Decision Trees & Random Forests

Decision Trees & Random Forests#

Environment setup#

import platform

print(f"Python version: {platform.python_version()}")
assert platform.python_version_tuple() >= ("3", "6")

import numpy as np
import matplotlib.pyplot as plt
from matplotlib.colors import ListedColormap
import seaborn as sns
import pandas as pd
import graphviz

Python version: 3.7.5

# Setup plots
%matplotlib inline
plt.rcParams["figure.figsize"] = 10, 8
%config InlineBackend.figure_format = 'retina'
sns.set()

import sklearn

print(f"scikit-learn version: {sklearn.__version__}")

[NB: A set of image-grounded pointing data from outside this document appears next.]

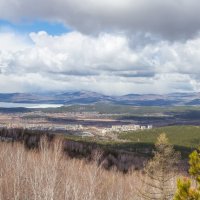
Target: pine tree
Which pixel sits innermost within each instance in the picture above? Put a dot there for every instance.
(160, 171)
(189, 189)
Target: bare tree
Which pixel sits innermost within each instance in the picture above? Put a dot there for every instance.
(160, 172)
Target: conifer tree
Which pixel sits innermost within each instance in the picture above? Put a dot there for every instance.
(160, 171)
(189, 189)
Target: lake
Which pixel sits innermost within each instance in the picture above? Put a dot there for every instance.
(28, 105)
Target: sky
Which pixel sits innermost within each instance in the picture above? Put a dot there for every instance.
(113, 47)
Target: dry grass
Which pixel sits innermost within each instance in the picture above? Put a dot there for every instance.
(49, 175)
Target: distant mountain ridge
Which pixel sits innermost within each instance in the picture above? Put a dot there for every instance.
(87, 97)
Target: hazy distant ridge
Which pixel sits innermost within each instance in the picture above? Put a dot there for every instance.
(85, 97)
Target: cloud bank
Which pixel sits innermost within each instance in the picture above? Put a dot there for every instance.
(105, 63)
(115, 47)
(169, 19)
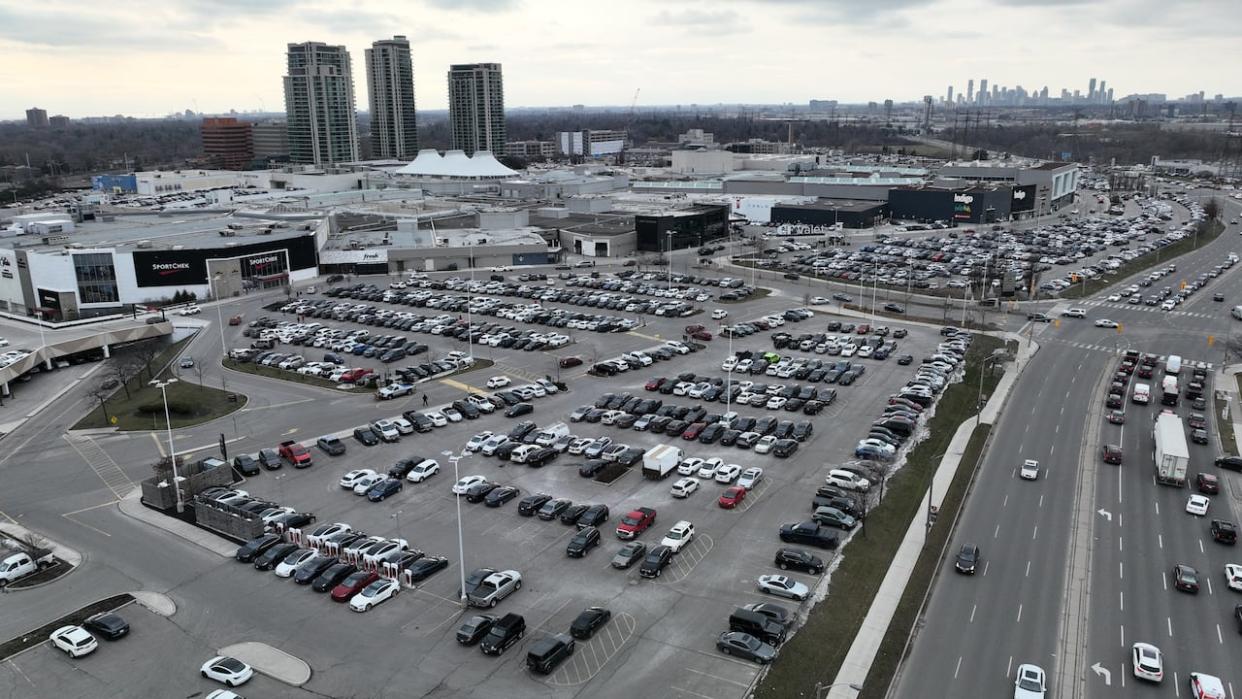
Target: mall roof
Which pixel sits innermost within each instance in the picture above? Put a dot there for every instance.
(456, 164)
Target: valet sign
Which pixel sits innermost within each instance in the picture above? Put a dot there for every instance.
(961, 204)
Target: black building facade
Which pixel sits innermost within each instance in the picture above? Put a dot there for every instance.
(691, 227)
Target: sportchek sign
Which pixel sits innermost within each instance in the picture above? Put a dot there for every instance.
(170, 267)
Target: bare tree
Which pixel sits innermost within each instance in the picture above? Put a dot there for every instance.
(145, 353)
(101, 394)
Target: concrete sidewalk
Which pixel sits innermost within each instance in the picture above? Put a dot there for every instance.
(874, 626)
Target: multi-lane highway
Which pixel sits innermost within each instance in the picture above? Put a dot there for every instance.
(1077, 565)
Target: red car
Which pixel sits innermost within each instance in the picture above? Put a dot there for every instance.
(732, 497)
(353, 585)
(636, 523)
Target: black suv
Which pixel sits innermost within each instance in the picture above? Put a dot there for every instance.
(503, 633)
(797, 559)
(656, 560)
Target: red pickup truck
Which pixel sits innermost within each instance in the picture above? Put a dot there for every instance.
(636, 523)
(296, 453)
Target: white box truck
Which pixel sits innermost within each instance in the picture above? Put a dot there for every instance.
(1169, 391)
(660, 461)
(1171, 455)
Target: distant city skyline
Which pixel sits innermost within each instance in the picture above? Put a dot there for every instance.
(80, 60)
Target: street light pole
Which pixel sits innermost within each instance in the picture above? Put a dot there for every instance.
(172, 451)
(461, 543)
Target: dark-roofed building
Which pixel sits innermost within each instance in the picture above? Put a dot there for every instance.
(831, 211)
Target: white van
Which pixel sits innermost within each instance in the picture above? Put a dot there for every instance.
(846, 479)
(1173, 365)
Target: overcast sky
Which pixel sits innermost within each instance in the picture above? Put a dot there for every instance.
(150, 58)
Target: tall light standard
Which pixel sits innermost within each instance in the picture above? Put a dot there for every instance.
(172, 451)
(461, 543)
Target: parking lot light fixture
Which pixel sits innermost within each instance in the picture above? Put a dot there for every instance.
(172, 450)
(461, 544)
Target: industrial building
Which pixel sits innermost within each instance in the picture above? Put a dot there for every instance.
(227, 143)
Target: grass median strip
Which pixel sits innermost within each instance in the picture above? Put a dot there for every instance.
(893, 647)
(817, 649)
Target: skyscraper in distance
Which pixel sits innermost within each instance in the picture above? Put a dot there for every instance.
(319, 104)
(390, 85)
(476, 107)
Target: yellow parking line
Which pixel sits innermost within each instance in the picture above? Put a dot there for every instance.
(461, 386)
(637, 334)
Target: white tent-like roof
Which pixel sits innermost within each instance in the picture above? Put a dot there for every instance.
(456, 164)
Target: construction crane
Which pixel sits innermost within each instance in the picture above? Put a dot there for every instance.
(625, 129)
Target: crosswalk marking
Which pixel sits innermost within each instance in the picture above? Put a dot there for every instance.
(102, 464)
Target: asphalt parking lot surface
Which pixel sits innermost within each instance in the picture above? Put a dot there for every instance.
(661, 638)
(158, 658)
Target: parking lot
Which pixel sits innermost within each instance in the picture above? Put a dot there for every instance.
(662, 630)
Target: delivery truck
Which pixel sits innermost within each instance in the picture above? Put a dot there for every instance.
(1171, 455)
(660, 461)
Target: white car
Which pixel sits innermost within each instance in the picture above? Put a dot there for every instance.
(1148, 662)
(728, 473)
(424, 469)
(765, 445)
(386, 430)
(684, 487)
(689, 467)
(1197, 504)
(227, 671)
(1031, 682)
(783, 586)
(750, 477)
(709, 468)
(1233, 576)
(354, 477)
(75, 641)
(374, 594)
(465, 483)
(477, 441)
(678, 536)
(365, 483)
(1030, 469)
(291, 563)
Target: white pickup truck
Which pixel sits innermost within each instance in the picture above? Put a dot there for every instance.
(15, 566)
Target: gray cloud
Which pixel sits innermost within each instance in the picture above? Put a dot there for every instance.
(66, 30)
(475, 5)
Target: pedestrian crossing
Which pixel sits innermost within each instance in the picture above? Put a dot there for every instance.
(1097, 303)
(1118, 350)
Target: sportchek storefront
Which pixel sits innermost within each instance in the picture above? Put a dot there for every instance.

from sklearn.datasets import load_iris
from sklearn.tree import (
    DecisionTreeClassifier,
    DecisionTreeRegressor,
    plot_tree,
    export_graphviz,
)
from sklearn.ensemble import RandomForestClassifier
from sklearn.model_selection import cross_val_score

scikit-learn version: 0.22.1

Decision Trees#

(Heavily inspired by Chapter 6 of Hands-On Machine Learning by Aurélien Géron)

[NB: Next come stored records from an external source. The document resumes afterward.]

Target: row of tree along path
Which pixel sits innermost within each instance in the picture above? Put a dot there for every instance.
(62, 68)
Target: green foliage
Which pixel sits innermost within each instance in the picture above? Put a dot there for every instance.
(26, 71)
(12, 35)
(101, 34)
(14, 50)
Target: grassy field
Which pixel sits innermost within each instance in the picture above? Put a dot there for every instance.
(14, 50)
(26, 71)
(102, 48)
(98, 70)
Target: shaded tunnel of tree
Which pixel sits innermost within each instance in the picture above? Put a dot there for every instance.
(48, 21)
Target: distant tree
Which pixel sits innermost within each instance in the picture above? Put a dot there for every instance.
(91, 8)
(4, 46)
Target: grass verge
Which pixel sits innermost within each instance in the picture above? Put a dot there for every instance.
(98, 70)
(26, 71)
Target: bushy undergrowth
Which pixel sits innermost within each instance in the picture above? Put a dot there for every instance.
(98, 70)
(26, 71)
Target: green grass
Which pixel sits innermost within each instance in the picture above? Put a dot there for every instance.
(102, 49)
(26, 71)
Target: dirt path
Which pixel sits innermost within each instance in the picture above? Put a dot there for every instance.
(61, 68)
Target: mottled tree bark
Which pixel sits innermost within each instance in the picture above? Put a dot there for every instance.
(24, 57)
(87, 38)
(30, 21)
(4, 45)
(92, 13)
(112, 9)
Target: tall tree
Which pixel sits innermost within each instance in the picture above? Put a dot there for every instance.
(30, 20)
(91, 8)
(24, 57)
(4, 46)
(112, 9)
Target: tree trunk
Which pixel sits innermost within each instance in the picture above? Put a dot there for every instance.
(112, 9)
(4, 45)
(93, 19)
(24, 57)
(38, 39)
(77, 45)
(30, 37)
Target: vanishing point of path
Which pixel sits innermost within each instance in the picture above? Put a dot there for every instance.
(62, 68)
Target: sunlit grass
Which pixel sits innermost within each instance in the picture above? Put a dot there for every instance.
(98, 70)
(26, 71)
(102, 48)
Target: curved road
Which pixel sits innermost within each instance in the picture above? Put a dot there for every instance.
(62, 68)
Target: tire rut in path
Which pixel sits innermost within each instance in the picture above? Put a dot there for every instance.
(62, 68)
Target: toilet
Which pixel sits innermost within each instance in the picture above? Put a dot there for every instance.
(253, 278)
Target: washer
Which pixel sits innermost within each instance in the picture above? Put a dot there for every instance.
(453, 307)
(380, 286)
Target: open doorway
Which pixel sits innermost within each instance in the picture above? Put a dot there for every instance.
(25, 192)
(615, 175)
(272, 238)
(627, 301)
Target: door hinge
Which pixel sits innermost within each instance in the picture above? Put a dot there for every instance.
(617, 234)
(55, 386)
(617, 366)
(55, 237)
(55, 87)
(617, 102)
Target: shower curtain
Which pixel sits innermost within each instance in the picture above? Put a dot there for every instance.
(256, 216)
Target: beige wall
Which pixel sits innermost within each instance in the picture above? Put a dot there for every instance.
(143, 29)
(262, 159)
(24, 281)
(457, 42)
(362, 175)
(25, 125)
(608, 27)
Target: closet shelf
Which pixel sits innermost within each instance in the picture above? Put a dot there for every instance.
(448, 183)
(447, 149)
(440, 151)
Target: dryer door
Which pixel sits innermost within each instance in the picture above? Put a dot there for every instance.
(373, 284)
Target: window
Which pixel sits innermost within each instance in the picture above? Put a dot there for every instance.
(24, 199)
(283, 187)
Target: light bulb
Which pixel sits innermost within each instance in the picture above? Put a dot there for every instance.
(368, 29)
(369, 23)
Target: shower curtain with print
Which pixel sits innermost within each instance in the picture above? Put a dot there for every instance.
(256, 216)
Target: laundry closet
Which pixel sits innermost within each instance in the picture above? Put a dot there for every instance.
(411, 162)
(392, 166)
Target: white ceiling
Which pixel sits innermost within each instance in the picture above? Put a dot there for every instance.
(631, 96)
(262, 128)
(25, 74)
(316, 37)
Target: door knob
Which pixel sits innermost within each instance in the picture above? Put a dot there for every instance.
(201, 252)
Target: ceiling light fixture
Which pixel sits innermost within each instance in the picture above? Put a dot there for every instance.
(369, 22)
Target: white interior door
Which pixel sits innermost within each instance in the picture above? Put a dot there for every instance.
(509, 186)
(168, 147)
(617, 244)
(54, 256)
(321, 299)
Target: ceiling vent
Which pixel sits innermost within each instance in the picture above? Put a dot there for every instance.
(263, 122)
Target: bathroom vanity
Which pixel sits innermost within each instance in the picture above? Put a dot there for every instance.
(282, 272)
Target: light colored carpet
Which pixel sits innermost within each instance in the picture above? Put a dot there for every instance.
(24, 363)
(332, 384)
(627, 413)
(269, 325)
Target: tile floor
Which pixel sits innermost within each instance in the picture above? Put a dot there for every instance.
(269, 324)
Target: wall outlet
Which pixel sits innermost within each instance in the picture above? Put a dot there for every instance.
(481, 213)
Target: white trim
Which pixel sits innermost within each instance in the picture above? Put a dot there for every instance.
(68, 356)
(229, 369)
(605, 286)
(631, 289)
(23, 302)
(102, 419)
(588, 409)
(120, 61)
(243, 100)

Decision Trees in a nutshell#

Supervised method, used for classification or regression.
Build a tree-like structure based on a series of questions on the data.

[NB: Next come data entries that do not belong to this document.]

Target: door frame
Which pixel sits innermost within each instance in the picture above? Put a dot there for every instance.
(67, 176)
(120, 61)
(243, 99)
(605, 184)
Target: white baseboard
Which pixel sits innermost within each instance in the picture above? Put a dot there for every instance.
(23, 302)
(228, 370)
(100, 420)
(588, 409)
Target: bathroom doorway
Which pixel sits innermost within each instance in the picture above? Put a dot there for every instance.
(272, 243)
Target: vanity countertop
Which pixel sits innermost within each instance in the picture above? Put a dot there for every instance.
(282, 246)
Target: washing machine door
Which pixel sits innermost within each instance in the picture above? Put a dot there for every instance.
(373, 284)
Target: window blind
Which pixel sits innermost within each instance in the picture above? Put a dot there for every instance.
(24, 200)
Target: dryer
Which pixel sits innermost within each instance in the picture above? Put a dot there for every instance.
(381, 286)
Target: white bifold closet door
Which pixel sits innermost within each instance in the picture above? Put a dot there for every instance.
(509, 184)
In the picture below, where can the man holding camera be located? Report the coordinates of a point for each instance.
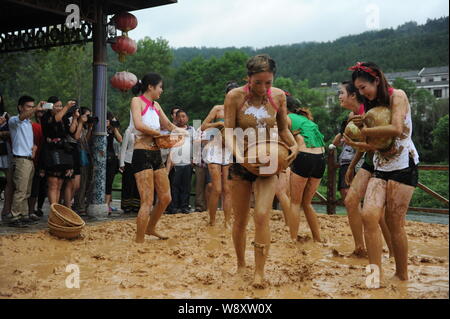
(86, 123)
(23, 150)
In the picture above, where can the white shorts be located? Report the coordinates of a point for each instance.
(216, 154)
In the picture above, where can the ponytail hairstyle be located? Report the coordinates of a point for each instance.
(53, 99)
(2, 104)
(343, 126)
(230, 86)
(294, 106)
(150, 79)
(261, 63)
(351, 89)
(369, 72)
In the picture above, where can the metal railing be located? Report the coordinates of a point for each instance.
(331, 201)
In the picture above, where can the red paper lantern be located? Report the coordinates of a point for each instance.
(123, 81)
(125, 21)
(124, 46)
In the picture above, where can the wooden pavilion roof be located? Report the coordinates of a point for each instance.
(16, 15)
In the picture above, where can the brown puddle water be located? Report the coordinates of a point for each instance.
(199, 261)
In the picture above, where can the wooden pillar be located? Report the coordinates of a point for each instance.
(98, 207)
(331, 185)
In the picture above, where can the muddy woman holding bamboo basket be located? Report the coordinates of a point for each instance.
(255, 109)
(395, 163)
(147, 119)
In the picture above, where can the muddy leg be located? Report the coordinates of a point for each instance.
(162, 186)
(240, 193)
(372, 211)
(144, 181)
(264, 195)
(398, 198)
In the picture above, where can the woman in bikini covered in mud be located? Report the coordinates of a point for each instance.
(255, 106)
(396, 174)
(218, 159)
(148, 167)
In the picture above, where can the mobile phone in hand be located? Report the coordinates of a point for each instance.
(47, 106)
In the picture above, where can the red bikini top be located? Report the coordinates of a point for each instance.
(148, 104)
(269, 97)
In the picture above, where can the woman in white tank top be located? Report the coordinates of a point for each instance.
(396, 173)
(147, 119)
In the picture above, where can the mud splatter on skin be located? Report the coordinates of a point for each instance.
(199, 262)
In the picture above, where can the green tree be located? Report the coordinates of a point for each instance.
(440, 139)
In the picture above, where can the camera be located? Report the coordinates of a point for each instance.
(47, 106)
(92, 120)
(72, 110)
(115, 123)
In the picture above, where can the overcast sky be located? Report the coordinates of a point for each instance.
(261, 23)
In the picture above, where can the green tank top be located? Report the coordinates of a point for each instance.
(308, 129)
(368, 158)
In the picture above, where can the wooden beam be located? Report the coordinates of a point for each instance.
(429, 210)
(432, 193)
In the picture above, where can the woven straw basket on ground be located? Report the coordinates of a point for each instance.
(64, 222)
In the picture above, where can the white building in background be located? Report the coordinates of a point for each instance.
(433, 79)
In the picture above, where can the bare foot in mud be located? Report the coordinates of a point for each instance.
(303, 239)
(240, 271)
(139, 241)
(156, 234)
(258, 282)
(399, 278)
(336, 253)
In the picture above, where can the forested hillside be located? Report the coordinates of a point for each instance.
(408, 47)
(195, 79)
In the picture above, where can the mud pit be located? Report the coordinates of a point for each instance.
(199, 262)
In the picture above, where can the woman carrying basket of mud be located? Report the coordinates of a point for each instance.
(255, 108)
(396, 173)
(148, 167)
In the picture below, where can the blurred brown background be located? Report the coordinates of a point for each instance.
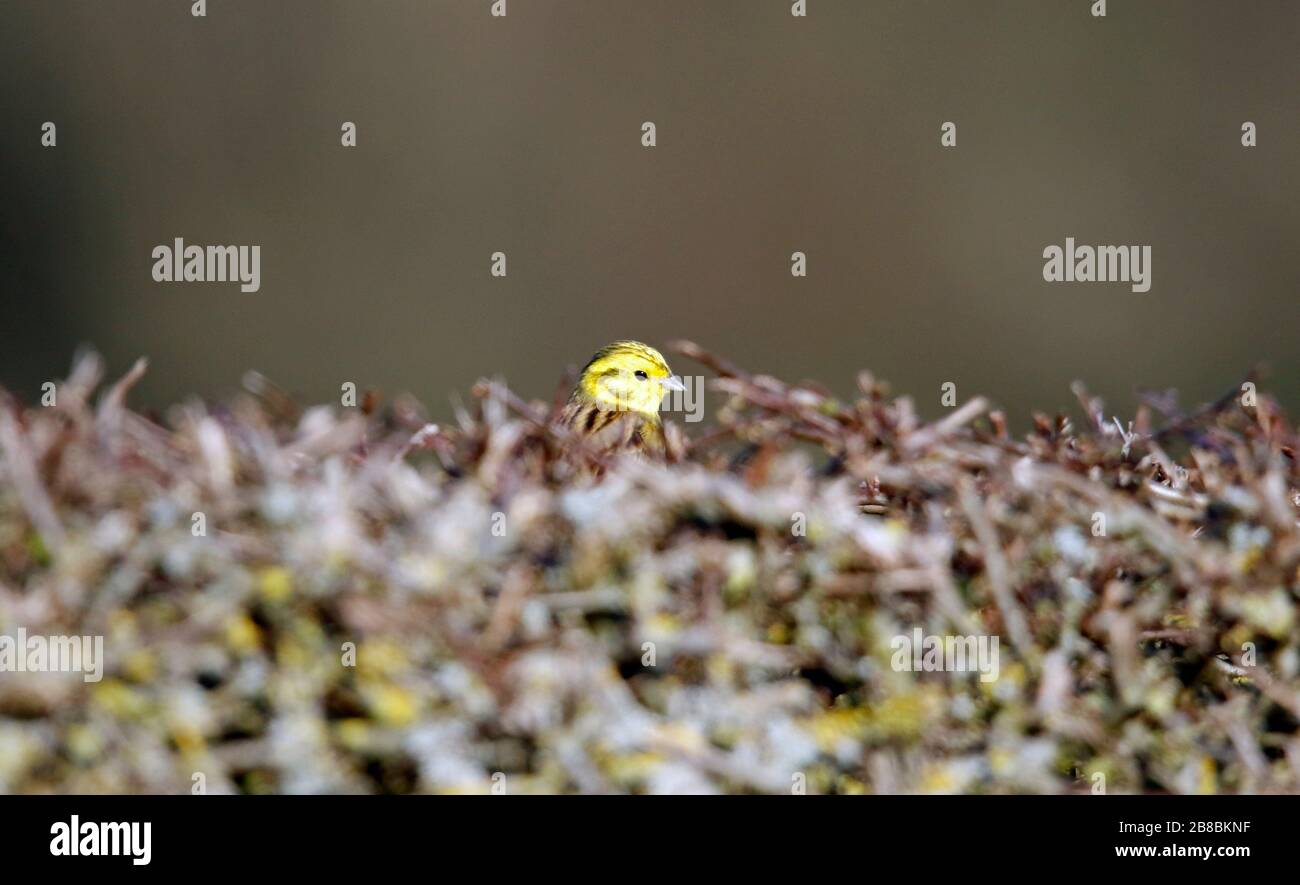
(775, 134)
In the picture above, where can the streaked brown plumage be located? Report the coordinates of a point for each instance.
(615, 404)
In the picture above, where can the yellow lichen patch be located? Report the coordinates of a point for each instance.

Example: training a Decision Tree to classify flowers#

Iris is a well-known multiclass dataset. It contains 3 classes of flowers with 50 samples each. There are a total of 4 features for each sample:

sepal length
sepal width
petal length
petal width

# Load the Iris dataset
iris = load_iris()

# Put it into a DataFrame for visualization purposes
df_iris = pd.DataFrame(iris.data, columns=iris.feature_names)
# Add target and class columns to DataFrame
df_iris["target"] = iris.target
df_iris["class"] = iris.target_names[iris.target]
# Show 10 random samples
df_iris.sample(n=10)

	sepal length (cm)	sepal width (cm)	petal length (cm)	petal width (cm)	target	class
145	6.7	3.0	5.2	2.3	2	virginica
80	5.5	2.4	3.8	1.1	1	versicolor
113	5.7	2.5	5.0	2.0	2	virginica
120	6.9	3.2	5.7	2.3	2	virginica
126	6.2	2.8	4.8	1.8	2	virginica
96	5.7	2.9	4.2	1.3	1	versicolor
38	4.4	3.0	1.3	0.2	0	setosa
81	5.5	2.4	3.7	1.0	1	versicolor
88	5.6	3.0	4.1	1.3	1	versicolor
0	5.1	3.5	1.4	0.2	0	setosa

# Use only last two features (petal length and width)
# Thus, we can plot a 2D decision boundary

x_train_2feat = iris.data[:, 2:]
y_train_2feat = iris.target

print(f"x_train: {x_train_2feat.shape}")
print(f"y_train: {y_train_2feat.shape}")

x_train: (150, 2)
y_train: (150,)

# Train a DT on the simplified dataset
dt_model = DecisionTreeClassifier(max_depth=2, random_state=42)
dt_model.fit(x_train_2feat, y_train_2feat)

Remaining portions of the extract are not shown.